Troisieme extrait (bis bis repetitam)

Publié le par Shloe

Dernier extrait, ici peu importe le contexte, comme on est aux trois tiers du bouquin, je n'ai pas envie d'en dire plus, histoire de laisser, quand même, un peu de suspense (oui je t'ai vu toi au fond de la salle, tu es tellement en alerte que tu es sur le point de te faire pipi dessus, mais s'il te plait, soit patient, je ne dirai rien ce soir.)

Un peu dégrisés par le parcours, mais pas tant que ça. Florian rejoint ses connaissances, tout le monde s’assit sur les marches prêt du groupe déjà formé et dans la foulée tout le monde recommença à rouler, ayant au préalable sorti les bouteilles des sacs. Encore quelques verres, du vin blanc aussi et pas mal de bières. Très vite la basilique et les milliers de toits qui s’étendaient à perte de vue devant eux devinrent irréels. Presque fantomatiques, une espèce d’illusion d’optique. Et pourtant il semblait qu’on pouvait presque les saisir, il n’y avait qu’à avancer la main dans le vide et attraper un de ces toits parisiens scintillants dans le crépuscule. Le soleil était happé dans cette mer de zinc, bientôt on ne vit plus le ciel ni ses nuages, juste une nuées de petites lanternes jaunes, oranges et rouges. Quand au bruit de la ville qui s’ouvrait à la nuit en contrebas, elle n’était que bruits sourds et murmures, des klaxons étouffés, des bribes de voix, des souffles de vent. D’infimes détails sonores pour garder le cap, et se rappeler que plus bas, et sur des kilomètres, d’autres gens buvaient pareil, fumaient pareil, souffraient pareil et riaient pareil. Peut être plus.

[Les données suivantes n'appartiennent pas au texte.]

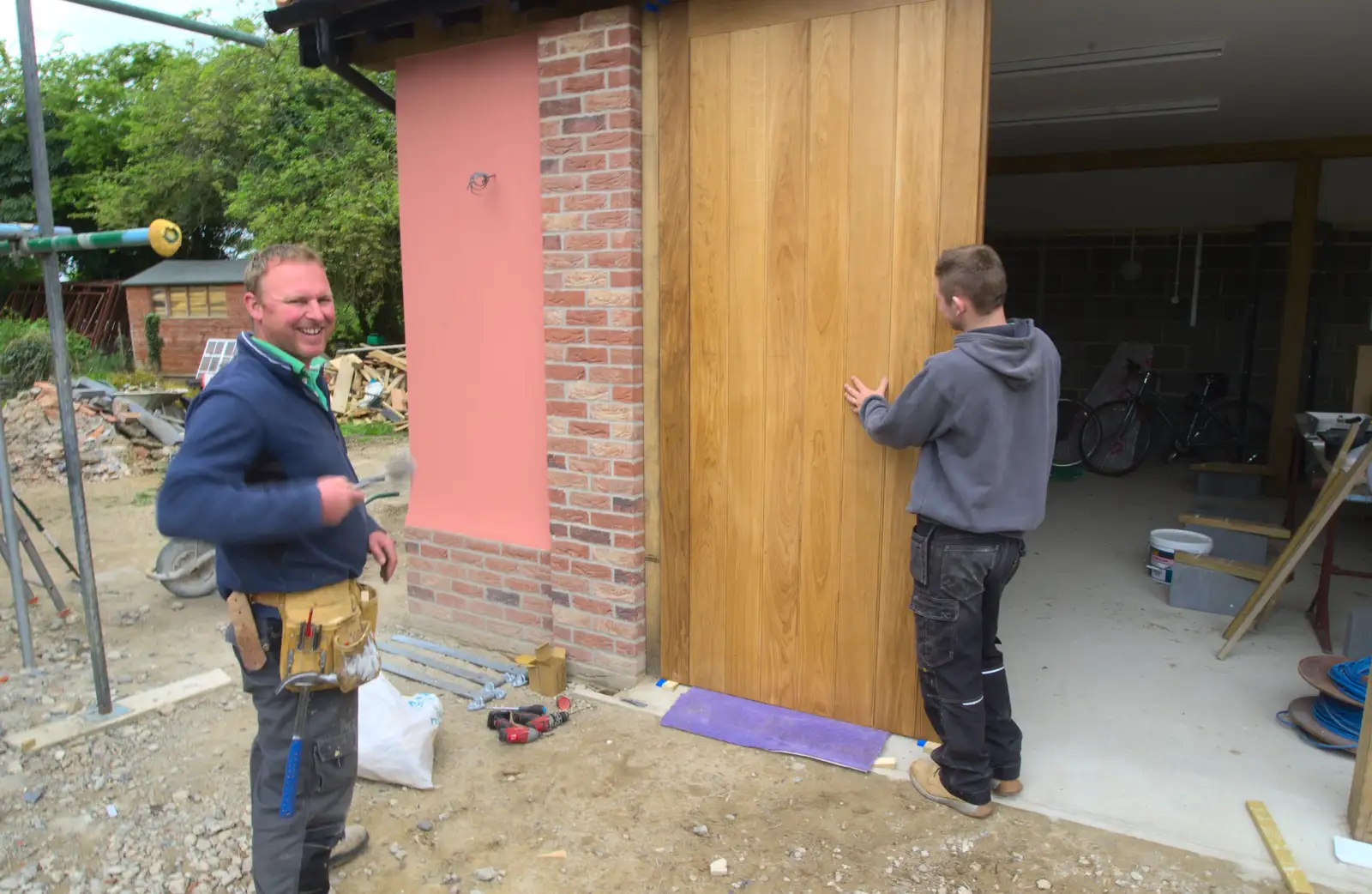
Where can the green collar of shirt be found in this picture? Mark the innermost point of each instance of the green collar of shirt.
(309, 374)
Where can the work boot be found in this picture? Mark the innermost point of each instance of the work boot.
(353, 842)
(1008, 787)
(924, 773)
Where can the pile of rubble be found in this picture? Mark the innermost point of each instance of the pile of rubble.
(118, 434)
(370, 386)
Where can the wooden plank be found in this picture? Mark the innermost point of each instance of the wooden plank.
(1353, 146)
(342, 395)
(1291, 873)
(1271, 532)
(710, 190)
(652, 368)
(1335, 491)
(871, 185)
(788, 61)
(1232, 468)
(919, 95)
(1248, 571)
(713, 17)
(745, 418)
(1360, 794)
(825, 418)
(674, 335)
(125, 709)
(1305, 208)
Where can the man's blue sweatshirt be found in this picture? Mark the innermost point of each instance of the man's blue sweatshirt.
(244, 480)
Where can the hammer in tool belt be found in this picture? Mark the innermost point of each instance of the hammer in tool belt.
(292, 758)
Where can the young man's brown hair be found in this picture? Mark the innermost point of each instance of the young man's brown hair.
(973, 272)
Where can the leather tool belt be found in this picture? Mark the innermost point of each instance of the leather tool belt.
(328, 631)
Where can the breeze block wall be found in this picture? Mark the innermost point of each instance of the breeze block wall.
(587, 591)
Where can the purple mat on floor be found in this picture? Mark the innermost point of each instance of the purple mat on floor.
(784, 731)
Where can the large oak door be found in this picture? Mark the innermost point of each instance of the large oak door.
(815, 157)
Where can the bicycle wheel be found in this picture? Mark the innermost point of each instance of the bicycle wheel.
(1117, 437)
(1234, 432)
(1072, 418)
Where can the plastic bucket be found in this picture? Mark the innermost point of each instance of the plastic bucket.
(1165, 543)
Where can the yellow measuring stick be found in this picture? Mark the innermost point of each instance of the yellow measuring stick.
(1291, 873)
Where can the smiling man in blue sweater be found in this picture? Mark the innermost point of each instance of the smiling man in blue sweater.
(264, 475)
(984, 416)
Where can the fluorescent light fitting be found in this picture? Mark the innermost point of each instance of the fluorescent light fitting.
(1128, 57)
(1109, 113)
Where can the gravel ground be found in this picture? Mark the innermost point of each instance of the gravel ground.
(611, 802)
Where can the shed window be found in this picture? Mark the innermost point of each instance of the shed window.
(190, 301)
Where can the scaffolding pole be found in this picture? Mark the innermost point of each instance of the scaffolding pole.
(61, 363)
(11, 550)
(162, 237)
(173, 21)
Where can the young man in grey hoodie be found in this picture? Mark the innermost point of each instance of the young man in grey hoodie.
(984, 416)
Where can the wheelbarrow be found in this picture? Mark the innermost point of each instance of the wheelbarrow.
(185, 566)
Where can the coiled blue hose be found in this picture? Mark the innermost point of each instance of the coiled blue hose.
(1351, 679)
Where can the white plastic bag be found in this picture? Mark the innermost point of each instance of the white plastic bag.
(395, 735)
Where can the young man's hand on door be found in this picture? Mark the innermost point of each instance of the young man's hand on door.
(857, 393)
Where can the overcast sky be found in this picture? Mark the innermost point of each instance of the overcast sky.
(82, 29)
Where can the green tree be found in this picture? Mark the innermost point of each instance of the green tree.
(87, 102)
(250, 148)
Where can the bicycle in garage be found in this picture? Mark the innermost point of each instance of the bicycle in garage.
(1118, 436)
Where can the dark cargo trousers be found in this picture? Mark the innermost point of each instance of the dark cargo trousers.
(290, 855)
(960, 578)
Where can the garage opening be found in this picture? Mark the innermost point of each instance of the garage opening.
(1188, 187)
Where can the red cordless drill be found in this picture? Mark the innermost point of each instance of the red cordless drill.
(518, 735)
(539, 722)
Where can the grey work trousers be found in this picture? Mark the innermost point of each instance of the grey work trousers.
(290, 855)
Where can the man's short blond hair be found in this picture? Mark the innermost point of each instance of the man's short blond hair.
(261, 261)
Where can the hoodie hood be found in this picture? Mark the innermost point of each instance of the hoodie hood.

Les amis de Florian jouaient de la guitare et était très accueillant, il y avait deux filles et trois garçons, aucun n’étaient laids, aucun ne semblait bête et aucun n’affichait de tare psychologiques de prime abord mais Corentin n’avait pas lâché son téléphone portable et continuait de converser par texto avec sa copine fâchée. Mais maintenant il était ivre et défoncé. Affreusement même et bien qu’il soit assit entre deux protagonistes, il était seul, tapis dans un coin de sa tête où il n’y avait de places pour personne, mise à part son portable. Ulysse n’y prenait pas garde, il fumait, buvait et fumait encore avec Florian et une autre fille assez brune et assez souriante qui devait coucher avec lui, même si ce soir ils ne s’embrassaient pas et se parlaient comme deux bons potes, c’était dans l’air. La fille brune demanda pourquoi Chiara n’était pas là, Ulysse répondit qu’ils s’étaient disputés et la fille se mit à rire, mais à rire, un fou rire joyeux même pas moqueur, de fille soule qui s’amuse follement et trouve tout fantastique. Florian aussi se marra avant d’ajouter « Ca faisait longtemps, ça avait presque fini par nous manquer. » Ulysse ne chercha pas à comprendre pourquoi Florian disait ça, ils étaient tous ivres et continuaient de boire et de fumer encore, presqu’avec acharnement, plus les minutes allaient passer, moins les phrases prononcées auraient du sens. Il ne faudrait plus chercher à expliquer quoi que ce soit, les mots, les rires, deviendraient absurdités personnelles sans queue ni tête, les volumes, le temps et l’espace n’existeraient plus et dans ce monde déformé les explications rationnelles aux fous rires n’avaient plus leur place. C’est pour ça qu’Ulysse aimait tellement se défoncer et boire jusqu’à épuisement, parce que dans ce monde nocturne peuplé de lumières jaunes se reflétant à l’infini sur les toits de tôles, il n’y avait plus besoin d’expliquer ni même de comprendre quoi que ce soit. Il n’y avait plus besoin de se concentrer pour dire des choses pertinentes, juste à se laisser porter par un souffle invisible.

Chacun devenait acteur et chaque conversation, chaque évènement, chaque jeux, devenaient autant de pièces de théâtres colorées et décalées, le regard d’Ulysse sautait de visages en visages, de lèvres en lèvres, pour ne laisser passer aucun de ces moments d’éphémères dont il ne se souviendrait même pas le lendemain matin en se réveillant. Comme un rêve. Un chouette rêve. Paris la nuit. Sa maison la nuit.